Mumbai

It’s 3:45am on Saturday 29 April, and yet again I’m killing time by messing around online — this time at Mumbai International Airport.

Getting out of Goa was only slightly more complicated than I expected — after assuring me that they took credit cards yesterday, Camilson’s told me today that the machine had been “broken” (i.e. they probably stopped paying the fees) for a month, so I had to go and borrow money off my credit card to pay the bill. Grrr!

My brief sojourn in Mumbai has been very interesting, however. After landing at the domestic airport, I took a taxi (who tried to rip me off) to the international airport and dropped my rucksack off at the left luggae facility. Then I took a pre-paid taxi to the Gateway of India in Colaba, a triumphal arch built in 1924. It wasn’t illuminated, though, so it wasn’t especially interesting.

What was interesting, although also disturbing, was the extreme poverty that I saw from the taxi on the way into town. Every time we stopped in traffic near the airport, young women with infants would appear at my open window almost instantly, begging for money. I couldn’t understand exactly what they were saying, but it was very distressing nonetheless, involving food for the babies. I didn’t have any change so I gave the first woman half a packet of butter biscuits, although she didn’t seem very happy with that.
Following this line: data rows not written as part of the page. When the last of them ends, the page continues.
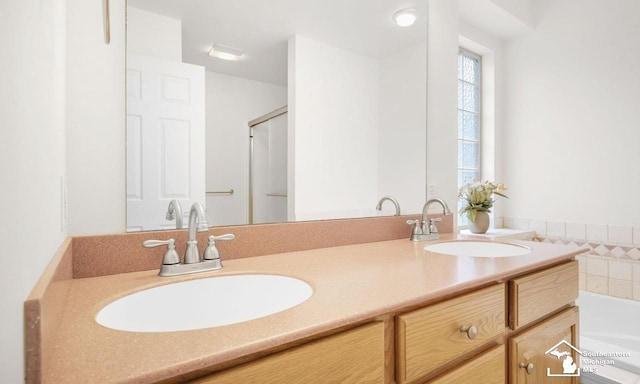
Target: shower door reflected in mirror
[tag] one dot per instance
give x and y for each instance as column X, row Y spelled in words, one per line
column 268, row 173
column 354, row 84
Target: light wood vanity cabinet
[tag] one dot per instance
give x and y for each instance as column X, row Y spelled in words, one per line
column 488, row 368
column 429, row 339
column 528, row 357
column 478, row 337
column 433, row 336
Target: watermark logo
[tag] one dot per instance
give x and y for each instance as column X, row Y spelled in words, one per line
column 562, row 351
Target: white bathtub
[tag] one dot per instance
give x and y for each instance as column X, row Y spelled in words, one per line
column 609, row 325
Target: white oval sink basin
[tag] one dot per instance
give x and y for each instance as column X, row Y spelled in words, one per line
column 204, row 303
column 478, row 249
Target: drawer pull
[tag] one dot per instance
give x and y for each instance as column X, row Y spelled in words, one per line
column 528, row 367
column 471, row 331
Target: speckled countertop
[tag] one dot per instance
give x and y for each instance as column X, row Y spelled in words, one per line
column 351, row 284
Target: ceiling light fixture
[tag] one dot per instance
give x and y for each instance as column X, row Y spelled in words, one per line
column 225, row 53
column 405, row 17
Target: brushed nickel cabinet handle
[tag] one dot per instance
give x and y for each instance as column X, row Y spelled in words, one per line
column 471, row 331
column 528, row 367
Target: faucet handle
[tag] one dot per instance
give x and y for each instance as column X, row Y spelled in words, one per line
column 170, row 256
column 212, row 253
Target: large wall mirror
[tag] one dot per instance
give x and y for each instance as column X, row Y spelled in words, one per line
column 269, row 111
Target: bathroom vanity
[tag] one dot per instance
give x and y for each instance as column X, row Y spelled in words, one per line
column 380, row 312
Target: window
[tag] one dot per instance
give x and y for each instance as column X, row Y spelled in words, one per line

I didn’t give anything to the others.

A little later we drove past mile upon mile of roadside shanty towns, with people living in tiny shacks made of tin and wood and concrete (sometimes with less than four walls, so that their lives were exposed to the passing World).

When we finally arrived at the Gateway to India, I had a quick look around and then immediately went in search of Leopold’s (a tourist hang-out recommended by Johnny, the restaurant manager at Camilson’s. I had paneer tikka masala with garlic nan and rice, and it was good.

Then I went upstairs to the bar, and had another beer before decamping to Indigo (chi-chi wine bar around the corner) for a dirty vodka martini. After Indigo I jumped into a cab to the airport, checked in, and here I am!

By the way, if, like me, you’ve long been puzzled as to why Bombay became Mumbai, here’s the Rough Guide’s explanation:

“In 1996 Bombay was renamed Mumbai, as part of a wider policy instigated by the ultra-right-wing Shiv Sena Municipality to replace names of any places, roads and features in the city that had connotations of the Raj. Mumbai is the Marathi title of the local deity, the mouthless “Maha-amba-aiee” (Mumba for short), who is believed to have started her life as an obscure aboriginal earth goddess.”